Published July 05 2011
Tornado that hit Mapleton farm rated EF-2
South said he just met Jay Meyer last fall when Meyer hired him to trap raccoons in his barns. But the Casselton man didn’t hesitate to volunteer for cleanup duty after a torna-do packing winds up to 130 mph ravaged Meyer’s farm Monday night.
“I’m doing what I can do,” said South, who brought his 11-year-old grandson, Ben, to help out.
More than a dozen family members and friends descended on the Meyer farm early Tuesday to continue the cleanup work started by eight or nine people who showed up Monday night shortly after the tornado struck around 10.
“We’re neighbors. You see it all the time,” Jay Meyer said as heavy equipment rumbled around him, clearing trees and debris. “Everybody helps one another. I guess it’s my turn to need the help.”
In preliminary findings, the National Weather Service rated the tornado an EF-2 on the Enhanced Fujita Scale, said Greg Gust, warning coordination meteorologist at the NWS office in Grand Forks.
A second tornado that ripped up eaves, shingles and other roof materials at the Rick Kent residence about 12 miles northwest of Grandin was rated an EF-1, Gust said. A third tornado that damaged tree belts closer to Grandin was rated an EF-0, he said.
The EF-2 tornado was reported by a spotter at 10:02 p.m. about five miles northwest of Mapleton.
It ripped the flat roof off Jay and Marilyn Meyer’s attached garage and tore the roof off the house and garage belonging to their son, Bob Meyer, who lives across the driveway from them on the farm. Part of Bob Meyer’s roof landed against his parents’ house.
The tornado also destroyed a detached garage that housed Jay Meyer’s pickup, lifting the garage and flinging it to the northeast. The pickup was left in place, but a tree fell on it. The twister also flipped over a grain cart and moved other farm equip-ment, Jay Meyer said.

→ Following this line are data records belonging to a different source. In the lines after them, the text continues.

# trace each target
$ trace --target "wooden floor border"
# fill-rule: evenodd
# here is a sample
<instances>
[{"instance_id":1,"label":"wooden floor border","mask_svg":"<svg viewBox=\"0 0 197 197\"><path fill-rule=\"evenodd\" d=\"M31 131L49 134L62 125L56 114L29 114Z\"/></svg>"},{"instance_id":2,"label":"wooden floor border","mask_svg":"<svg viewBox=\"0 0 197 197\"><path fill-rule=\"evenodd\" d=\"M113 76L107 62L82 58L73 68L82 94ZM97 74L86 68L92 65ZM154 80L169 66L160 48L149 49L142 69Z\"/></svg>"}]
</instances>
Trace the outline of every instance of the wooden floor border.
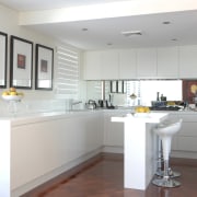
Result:
<instances>
[{"instance_id":1,"label":"wooden floor border","mask_svg":"<svg viewBox=\"0 0 197 197\"><path fill-rule=\"evenodd\" d=\"M53 179L39 185L38 187L30 190L28 193L22 195L21 197L30 197L30 196L44 196L45 194L42 193L43 190L53 190L55 189L59 184L63 184L68 182L70 178L77 176L79 173L84 171L85 169L89 169L90 166L95 165L101 160L124 160L123 153L106 153L102 152L97 155L89 159L88 161L77 165L76 167L58 175L57 177L54 177ZM188 166L196 166L197 167L197 160L195 159L179 159L179 158L171 158L171 165L188 165Z\"/></svg>"}]
</instances>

No one was hurt. All three family members were in their basements when the storm passed through.
Bob Meyer, 33, who farms with his father, said he took refuge in his basement just before the tornado hit. As he looked out a basement window to the west, he saw small trees bend and then snap off.
As the tornado passed overhead, the windows bowed in and out from the air pressure, he said.

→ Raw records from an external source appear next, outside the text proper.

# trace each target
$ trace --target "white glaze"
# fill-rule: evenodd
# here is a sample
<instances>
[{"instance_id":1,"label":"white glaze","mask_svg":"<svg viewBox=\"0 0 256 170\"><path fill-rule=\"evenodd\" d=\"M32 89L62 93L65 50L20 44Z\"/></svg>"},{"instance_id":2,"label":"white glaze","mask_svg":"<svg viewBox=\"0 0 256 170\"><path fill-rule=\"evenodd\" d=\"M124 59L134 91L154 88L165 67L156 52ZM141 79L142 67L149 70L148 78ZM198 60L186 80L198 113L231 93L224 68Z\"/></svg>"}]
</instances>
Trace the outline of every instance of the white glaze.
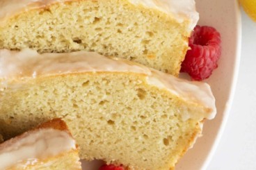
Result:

“It was a pretty intense couple of minutes,” he said.
The tornado tore off his roof and an exterior garage wall, but it left the home’s interior largely unscathed except for a bowed wall next to the garage, a hole where a ceiling exhaust fan had been and gray cellulose insulation covering the floor.
Bob Meyer said he received calls from concerned friends and family right after the tornado, and he posted an update on Facebook about his missing roof. Within minutes, several people arrived to help him move his belong-ings out of the house, he said, adding the family was “very grateful” for the aid.
“It’s the way people are around here. I guess I’d do the same for any of them if they needed it,” he said.
Bob Meyer said professionals will need to look at his house to determine if it’s safe to live in and worth repairing.
The farm is insured, Jay Meyer said.